Another Lyme voice falls silent
I first heard of author Leslie Feinberg in the early 1990s when her first book Stone Butch Blues was released, a legendary novel about a working class gay woman struggling to find herself as she worked in factories and blue collar jobs in the 1960s. Part autobiography, the book introduced Feinberg as a pivotal voice in the LGBT movement and has continued to be cited as one of the most important pieces of written work about lesbian women. It is widely considered around the world as a groundbreaking work about the complexities of gender.
So it was quite a shock today to hear that she had died this past weekend, due to complications from Lyme disease and multiple tick-borne co-infections. She was 65 and died at home in Syracuse, NY, with her partner and spouse of 22 years, Minnie Bruce Pratt, at her side. Her historical and theoretical writing has been widely anthologized and taught in the U.S. and international academic circles. Feinberg authored other non-fiction books, Transgender Warriors: Making History, Trans Liberation: Beyond Pink or Blue, and Rainbow Solidarity in Defense of Cuba, as well as a second novel, Drag King Dreams.

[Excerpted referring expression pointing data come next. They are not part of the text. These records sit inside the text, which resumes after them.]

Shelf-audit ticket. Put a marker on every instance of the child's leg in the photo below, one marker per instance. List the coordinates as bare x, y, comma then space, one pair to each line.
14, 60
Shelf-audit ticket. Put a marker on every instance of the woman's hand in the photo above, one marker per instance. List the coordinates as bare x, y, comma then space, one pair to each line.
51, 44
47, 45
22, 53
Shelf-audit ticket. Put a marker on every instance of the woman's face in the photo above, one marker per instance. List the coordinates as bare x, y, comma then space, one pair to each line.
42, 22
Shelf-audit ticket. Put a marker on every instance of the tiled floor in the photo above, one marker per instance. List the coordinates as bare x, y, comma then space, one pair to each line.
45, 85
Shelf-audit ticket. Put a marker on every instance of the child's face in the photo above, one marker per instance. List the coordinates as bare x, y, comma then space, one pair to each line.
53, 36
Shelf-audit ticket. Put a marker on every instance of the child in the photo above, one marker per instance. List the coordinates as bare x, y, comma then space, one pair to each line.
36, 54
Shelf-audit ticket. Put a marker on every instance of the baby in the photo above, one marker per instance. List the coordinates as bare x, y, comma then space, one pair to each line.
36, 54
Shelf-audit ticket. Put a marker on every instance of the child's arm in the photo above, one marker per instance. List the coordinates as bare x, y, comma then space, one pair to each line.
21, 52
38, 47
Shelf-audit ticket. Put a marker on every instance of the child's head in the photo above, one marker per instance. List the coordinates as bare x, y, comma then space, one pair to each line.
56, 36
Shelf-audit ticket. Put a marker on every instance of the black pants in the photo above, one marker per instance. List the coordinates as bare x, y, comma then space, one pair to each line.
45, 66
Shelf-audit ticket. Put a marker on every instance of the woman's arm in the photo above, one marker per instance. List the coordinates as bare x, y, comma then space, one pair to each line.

I had known of Feinberg’s health journey and the battles she fought every day. There had been many fundraisers to help her with expenses and medical bills, so often the case in the Lyme community when you hit bottom after spending your savings, cashing out your 401k and your life insurance policy, so that you can continue trying to find answers to whatever this is that has taken over your body and your mind.
Like many of us who have dealt with seeing doctor after doctor trying to get diagnosed, she had an almost four-decade journey before she was diagnosed in 2008 with Lyme and multiple tick-borne co-infections, having been first infected in the early 1970s when little was known about the disease.
But Feinberg did not let Lyme silence her. When illness would not allow her to read, write, or talk, Feinberg expressed herself through art, picking up a camera for the first time, and created “The Screened-In Series,” a disability-art class-conscious documentary of her Hawley-Green neighborhood photographed entirely from behind the windows of her apartment.
She attributed her health crisis to “bigotry, prejudice and lack of science.” Active prejudice toward her transgender identity made access to health care exceedingly difficult, and lack of science hindered mainstream medicine’s information, treatment, and research about Lyme and its co-infections. She wrote online about these issues in her blog Casualty of an Undeclared War.
“I have Lyme disease and co-infections. I, and uncounted others, are casualties of an undeclared war,” she said, “…A struggle can fight for and win scientific inquiry, and the funds necessary to treat those who are ill—not only for those in the U.S., but around the world….My experience in ILADS care offers great hope to desperately-ill people who are in earlier stages of tick-borne diseases.”
At the time of her death she was preparing a 20th anniversary edition of Stone Butch Blues. She worked on the book up to a few days before she died.
Yet another voice has been silenced by Lyme.